I am trying to train a BERT based model, but the model seems to get stuck after 1 epoch. It doesn’t proceed further. I am training the BERT from scratch with my custom dataset containing around 13900000 training data points and around 4500000 testing and validation, each. The training works fine for smaller data size say around 1000000 data points, but for the above data size, it doesn’t move further even after 2 hours. There is no error, just the next epoch doesn’t execute, but the cell is still running for hours without proceeding. I am running it on Nvidia GeForce RTX 3090.
Hi, can you post a reduced code snippet that reproduces the error?
class SentencePairClassifier(nn.Module):
def __init__(self, bert_model="allenai/scibert_scivocab_uncased", freeze_bert=False):
super(SentencePairClassifier, self).__init__()
# Instantiating BERT-based model object
self.bert_layer = AutoModel.from_pretrained(bert_model)
if bert_model == "allenai/scibert_scivocab_uncased": # 12M parameters
hidden_size = 768
elif bert_model == "albert-large-v2": # 18M parameters
hidden_size = 1024
elif bert_model == "albert-xlarge-v2": # 60M parameters
hidden_size = 2048
elif bert_model == "albert-xxlarge-v2": # 235M parameters
hidden_size = 4096
elif bert_model == "bert-base-uncased": # 110M parameters
hidden_size = 768
# Freeze bert layers and only train the classification layer weights
if freeze_bert:
for p in self.bert_layer.parameters():
p.requires_grad = False
# Classification layer
self.cls_layer = nn.Linear(hidden_size, 1)
self.dropout = nn.Dropout(p=0.1)
@autocast() # run in mixed precision
def forward(self, input_ids, attn_masks, token_type_ids):
x = self.bert_layer(input_ids, attn_masks, token_type_ids)
pooler_output = x[1]
pooler_output_tanh = torch.tanh(pooler_output)
pooler_output_atanh = torch.atanh(pooler_output_tanh)
logits = self.cls_layer(self.dropout(pooler_output_atanh))
return logits
As i mentioned, this works for smaller data size, but for data set of my size, it doesn’t proceed after 1st epoch
From what you’re describing, it’s probably something to do with the dataloader or the training regime and not the model.
I am not sure, how is it training for first epoch then?
Memory issues usually occur in the training regime, and sometimes in the dataloader. Not in the model. If the gpu has a memory issue, it will crash the script and give a cuda memory error. Ram, on the otherhand, may just keep allocating virtual memory until your pc is rendered unusable.
Anyway, you’ve shown the model and the issue is not reproducible given that code.

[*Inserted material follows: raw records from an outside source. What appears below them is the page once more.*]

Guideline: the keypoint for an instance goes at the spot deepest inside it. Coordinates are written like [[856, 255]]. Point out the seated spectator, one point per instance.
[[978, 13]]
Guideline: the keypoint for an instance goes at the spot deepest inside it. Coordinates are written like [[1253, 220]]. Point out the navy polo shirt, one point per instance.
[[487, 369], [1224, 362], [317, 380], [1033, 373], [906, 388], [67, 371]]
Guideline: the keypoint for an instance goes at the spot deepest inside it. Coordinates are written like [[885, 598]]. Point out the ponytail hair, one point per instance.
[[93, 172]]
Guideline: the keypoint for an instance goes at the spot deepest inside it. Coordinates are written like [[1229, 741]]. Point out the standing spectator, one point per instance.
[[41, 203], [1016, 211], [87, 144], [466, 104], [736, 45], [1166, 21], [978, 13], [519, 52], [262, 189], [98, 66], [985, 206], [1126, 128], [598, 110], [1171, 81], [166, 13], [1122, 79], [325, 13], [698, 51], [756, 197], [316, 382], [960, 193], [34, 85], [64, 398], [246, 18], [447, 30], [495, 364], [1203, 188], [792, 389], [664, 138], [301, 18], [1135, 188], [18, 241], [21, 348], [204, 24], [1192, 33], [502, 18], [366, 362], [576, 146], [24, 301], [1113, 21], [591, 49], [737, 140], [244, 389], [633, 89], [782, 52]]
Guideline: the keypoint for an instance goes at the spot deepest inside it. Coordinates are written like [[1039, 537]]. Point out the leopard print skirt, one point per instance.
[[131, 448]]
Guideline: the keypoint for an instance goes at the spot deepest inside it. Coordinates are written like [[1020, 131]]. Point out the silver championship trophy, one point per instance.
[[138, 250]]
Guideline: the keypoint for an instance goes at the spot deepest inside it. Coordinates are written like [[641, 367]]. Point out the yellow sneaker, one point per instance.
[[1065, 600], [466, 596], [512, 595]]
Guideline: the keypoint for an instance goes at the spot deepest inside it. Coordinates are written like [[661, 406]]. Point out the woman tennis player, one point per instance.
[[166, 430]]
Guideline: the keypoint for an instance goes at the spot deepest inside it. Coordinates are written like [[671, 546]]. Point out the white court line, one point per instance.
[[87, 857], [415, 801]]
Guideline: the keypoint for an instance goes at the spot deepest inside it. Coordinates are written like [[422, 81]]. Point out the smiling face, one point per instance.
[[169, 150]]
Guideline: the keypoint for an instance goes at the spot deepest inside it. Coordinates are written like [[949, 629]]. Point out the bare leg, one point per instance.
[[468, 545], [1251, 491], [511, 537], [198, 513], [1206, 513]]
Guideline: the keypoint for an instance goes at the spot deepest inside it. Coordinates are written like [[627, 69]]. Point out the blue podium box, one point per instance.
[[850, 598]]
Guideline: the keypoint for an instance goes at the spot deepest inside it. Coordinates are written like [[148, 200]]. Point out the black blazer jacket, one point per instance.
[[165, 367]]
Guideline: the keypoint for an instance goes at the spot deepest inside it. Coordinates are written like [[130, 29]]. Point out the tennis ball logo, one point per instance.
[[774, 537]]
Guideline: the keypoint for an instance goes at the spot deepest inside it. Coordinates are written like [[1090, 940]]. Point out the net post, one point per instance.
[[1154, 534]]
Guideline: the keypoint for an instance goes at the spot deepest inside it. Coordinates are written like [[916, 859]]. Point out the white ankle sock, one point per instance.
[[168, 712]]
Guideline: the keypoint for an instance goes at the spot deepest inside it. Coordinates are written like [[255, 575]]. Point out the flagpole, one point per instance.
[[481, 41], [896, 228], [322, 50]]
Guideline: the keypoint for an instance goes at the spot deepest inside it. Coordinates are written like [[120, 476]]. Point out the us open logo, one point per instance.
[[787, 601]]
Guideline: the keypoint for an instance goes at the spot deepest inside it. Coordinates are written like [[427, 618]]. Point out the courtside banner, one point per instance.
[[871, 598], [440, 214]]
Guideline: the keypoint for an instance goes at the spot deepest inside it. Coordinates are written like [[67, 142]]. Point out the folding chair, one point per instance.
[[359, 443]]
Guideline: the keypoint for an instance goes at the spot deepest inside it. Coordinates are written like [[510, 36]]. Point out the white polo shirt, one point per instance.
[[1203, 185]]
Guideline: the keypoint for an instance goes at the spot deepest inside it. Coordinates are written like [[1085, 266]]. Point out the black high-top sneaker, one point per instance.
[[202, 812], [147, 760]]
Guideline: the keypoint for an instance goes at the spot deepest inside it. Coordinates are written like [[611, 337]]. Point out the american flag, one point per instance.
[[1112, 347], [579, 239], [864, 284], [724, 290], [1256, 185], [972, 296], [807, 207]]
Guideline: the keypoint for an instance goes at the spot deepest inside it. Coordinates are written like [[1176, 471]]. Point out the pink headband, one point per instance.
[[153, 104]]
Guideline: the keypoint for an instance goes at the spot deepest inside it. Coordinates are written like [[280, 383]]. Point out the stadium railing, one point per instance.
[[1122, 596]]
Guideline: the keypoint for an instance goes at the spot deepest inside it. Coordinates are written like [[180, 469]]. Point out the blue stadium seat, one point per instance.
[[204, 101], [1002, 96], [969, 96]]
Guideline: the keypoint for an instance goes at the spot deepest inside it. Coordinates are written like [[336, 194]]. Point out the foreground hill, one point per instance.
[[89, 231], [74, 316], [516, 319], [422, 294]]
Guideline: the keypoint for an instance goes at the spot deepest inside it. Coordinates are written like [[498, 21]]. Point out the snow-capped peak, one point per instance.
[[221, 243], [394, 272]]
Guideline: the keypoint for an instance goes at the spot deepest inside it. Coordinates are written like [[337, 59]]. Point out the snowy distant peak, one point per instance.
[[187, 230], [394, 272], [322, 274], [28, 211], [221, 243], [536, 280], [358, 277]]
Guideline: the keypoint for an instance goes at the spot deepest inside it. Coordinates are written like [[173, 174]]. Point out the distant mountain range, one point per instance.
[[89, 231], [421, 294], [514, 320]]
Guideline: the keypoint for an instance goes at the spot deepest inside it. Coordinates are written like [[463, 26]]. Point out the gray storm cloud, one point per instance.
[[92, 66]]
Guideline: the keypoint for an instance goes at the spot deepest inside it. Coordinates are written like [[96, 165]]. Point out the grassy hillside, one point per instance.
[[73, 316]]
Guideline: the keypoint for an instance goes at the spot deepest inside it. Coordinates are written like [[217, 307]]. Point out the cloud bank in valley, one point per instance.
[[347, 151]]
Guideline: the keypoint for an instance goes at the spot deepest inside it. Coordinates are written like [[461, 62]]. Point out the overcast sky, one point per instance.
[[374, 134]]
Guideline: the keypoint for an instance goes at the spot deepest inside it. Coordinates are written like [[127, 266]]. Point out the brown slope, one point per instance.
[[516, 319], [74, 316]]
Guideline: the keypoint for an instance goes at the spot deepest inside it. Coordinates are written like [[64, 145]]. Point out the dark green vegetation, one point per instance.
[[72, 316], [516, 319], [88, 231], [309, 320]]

what else is needed to reproduce the code?
thank you for the information about memory. Is there any way i can avoid it?
The training regime and dataloader(if custom).
class CustomDataset(Dataset):
"""
Tokenize each pair of sentence and their description to get token ids, attention masks and token type ids
*Args:*
`Dataset`dataset containing data about the papers.
*Returns:*
Returns the tokenized version of the dataset.
"""
def __init__(self, data, maxlen, with_labels=True, bert_model='allenai/scibert_scivocab_uncased'):
self.data = data
self.tokenizer = AutoTokenizer.from_pretrained(bert_model)
self.maxlen = maxlen
self.with_labels = with_labels
def __len__(self):
return len(self.data)
def __getitem__(self, index):
sent1 = str(self.data.loc[index, 'sentence'])
sent2 = str(self.data.loc[index, 'substring'])
# Tokenize the pair of sentences to get token ids, attention masks and token type ids
encoded_pair = self.tokenizer(sent1, sent2,
padding='max_length', # Pad to max_length
truncation=True, # Truncate to max_length
max_length=self.maxlen,
return_tensors='pt') # Return torch.Tensor objects
token_ids = encoded_pair['input_ids'].squeeze(0) # tensor of token ids
attn_masks = encoded_pair['attention_mask'].squeeze(0) # binary tensor with "0" for padded values and "1" for the other values
token_type_ids = encoded_pair['token_type_ids'].squeeze(0) # binary tensor with "0" for the 1st sentence tokens & "1" for the 2nd sentence tokens
if self.with_labels: # True if the dataset has labels
label = self.data.loc[index, 'score']
return token_ids, attn_masks, token_type_ids, label
else:
return token_ids, attn_masks, token_type_ids
If you’re trying to load up all of your data into RAM, that might be where your issue is coming from. Have you tried checking your RAM while the model is running to see if it’s reaching max capacity?
A few ideas you can try that don’t involve purchasing more hardware:
- Tokenize all of the text before training. And delete the original pandas frame. This will use less memory.
- Load the data as you go.
- Use some other type of data holder than pandas. Pandas is not the most memory efficient.